Tuesday, December 11, 2012

Is Obama Creating a Civil War in the House to Demonize Republicans… and the Simple Solution

Video:  Charles Krauthammer The President Wants to Create a “Civil War” in the House

The GOP's not-so-secret weapon on fiscal cliff

'We are facing 4 years of unpleasantness for Obama'

WND by Jerome R. Corsi:

tv-camera-340x226WASHINGTON – The only way to prevent the Obama administration from blaming Republicans in the fiscal cliff debate is to demand transparency by bringing in television cameras, says noted tax activist Grover Norquist.

What advice would Norquist give House Speaker John Boehner?

“Bring in C-SPAN and televise the negotiations,” Norquist, president and founder of Americans for Tax Reform told WND in an exclusive interview. “It’s the best way to expose the White House plan to build public pressure on Republicans to force House Speaker John Boehner to cave into at the eleventh hour to raise income-tax rates on the wealthiest Americans.

Norquist advised that Congressional Republicans should use the fiscal cliff crisis as an opportunity to make a vocal demand that President Obama must live up to his often repeated promise to make government transparent by opening up administration tax debates with Congress to C-SPAN cameras.

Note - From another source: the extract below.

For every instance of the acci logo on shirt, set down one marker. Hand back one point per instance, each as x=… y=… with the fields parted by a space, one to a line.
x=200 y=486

“The fiscal cliff is not a one-time crisis,” Norquist warned. “If Republicans in Congress play their cards right, we are facing four years of unpleasantness for Obama.

Norquist explained that immediately following the fiscal cliff argument over raising federal income-tax rates on the wealthiest Americans, there will be a renewed debate in Congress over raising the federal debt-ceiling level.

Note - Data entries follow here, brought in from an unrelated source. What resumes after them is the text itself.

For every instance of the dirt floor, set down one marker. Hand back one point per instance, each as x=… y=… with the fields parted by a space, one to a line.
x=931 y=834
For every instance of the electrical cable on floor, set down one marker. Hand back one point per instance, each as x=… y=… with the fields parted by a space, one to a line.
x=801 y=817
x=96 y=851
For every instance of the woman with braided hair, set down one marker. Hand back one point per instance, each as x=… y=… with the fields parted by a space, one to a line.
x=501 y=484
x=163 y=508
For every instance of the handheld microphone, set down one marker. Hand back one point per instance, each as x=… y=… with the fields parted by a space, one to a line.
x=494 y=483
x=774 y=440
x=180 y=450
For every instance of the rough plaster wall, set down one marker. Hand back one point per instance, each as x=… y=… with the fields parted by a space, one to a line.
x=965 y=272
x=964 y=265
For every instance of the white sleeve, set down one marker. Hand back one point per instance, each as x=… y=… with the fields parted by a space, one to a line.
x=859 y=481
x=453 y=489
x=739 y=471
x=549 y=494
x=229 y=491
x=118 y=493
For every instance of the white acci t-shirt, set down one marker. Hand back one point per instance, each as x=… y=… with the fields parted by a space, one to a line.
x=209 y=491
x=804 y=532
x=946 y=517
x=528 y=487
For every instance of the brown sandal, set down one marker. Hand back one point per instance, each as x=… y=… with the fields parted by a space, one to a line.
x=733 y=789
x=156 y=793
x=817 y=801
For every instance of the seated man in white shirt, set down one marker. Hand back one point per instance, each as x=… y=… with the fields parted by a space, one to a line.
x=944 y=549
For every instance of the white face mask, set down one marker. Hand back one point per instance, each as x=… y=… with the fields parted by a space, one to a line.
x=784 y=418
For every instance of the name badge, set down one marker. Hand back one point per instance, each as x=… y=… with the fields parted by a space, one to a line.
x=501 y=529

Then in March and April, the White House will have to return to Congress for continuing resolutions to keep the government functioning.

Without an annual budget, there is no way the Obama administration can keep the federal government operating unless Congress passes continuing resolutions.

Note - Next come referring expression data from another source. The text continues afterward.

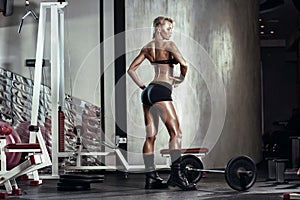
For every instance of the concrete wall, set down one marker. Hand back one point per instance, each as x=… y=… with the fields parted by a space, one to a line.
x=219 y=104
x=81 y=46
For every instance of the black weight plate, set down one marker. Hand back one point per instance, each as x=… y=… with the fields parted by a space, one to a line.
x=72 y=188
x=72 y=184
x=190 y=161
x=69 y=180
x=82 y=176
x=237 y=181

“The continuing resolution battle is every bit as exciting a leverage point to control federal spending as is the debate over the federal debt ceiling,” Norquist argued.

“Two years ago, the Republicans in Congress passed continuing resolutions for two or three weeks at a time and made Obama pay for every continuing resolution with a small savings. Obama couldn’t shut the federal government down over $3 or $4 billion over a cut he already agreed to make, and the Republicans were moving down the field three yards at a time, and there’s nothing wrong with winning slowly.”

The strategy of passing a series of short-term continuing resolutions would allow the Republicans to negotiate in exchange a series of spending cuts that would provide victories for the GOP in Congress.

“If the Obama administration would implement a Simpson-Bowles reform that retiring federal employees should not get replaced by hiring a new employee, that would result in a quantifiable savings in federal spending that the Republicans in Congress,” Norquist pointed out.

“Forcing upon the administration reform measures that Obama has opposed in the past, the Republicans can get credit by claiming Republicans in Congress imposed by their will spending the president otherwise never would have made.”

WND has previously reported Norquist’s concern that the White House push to utilize the fiscal cliff crisis as an opportunity to force the Republicans to raise income-tax rates on the wealthiest Americans would be followed by Democratic efforts to pass a massive energy tax, as well as a value-added tax, or VAT, on the U.S. economy.

Norquist predicted Obama would push the fiscal cliff down to the wire.

“There is every reason to believe that Obama as a deliberate strategy wants to push the crisis over the fiscal cliff,” he speculated.

“Obama would like to be able to blame Republicans for the lousy economy that is already baked into the cake because of Obama administration regulations and tax increases the Obama administration has already passed through measures like Obamacare.”

But Norquist insisted the pressure on Boehner to cave only mounts if Obama manages to convince the American public that it’s the Republicans’ fault.

“That’s why I’m an advocate of putting the tax negotiations on C-SPAN,” Norquist insisted. “Otherwise the Obama administration and their friends in the mainstream media will work together in secret to write the narrative of the fiscal cliff debate that says the Republicans deserve the blame for a bad economy.”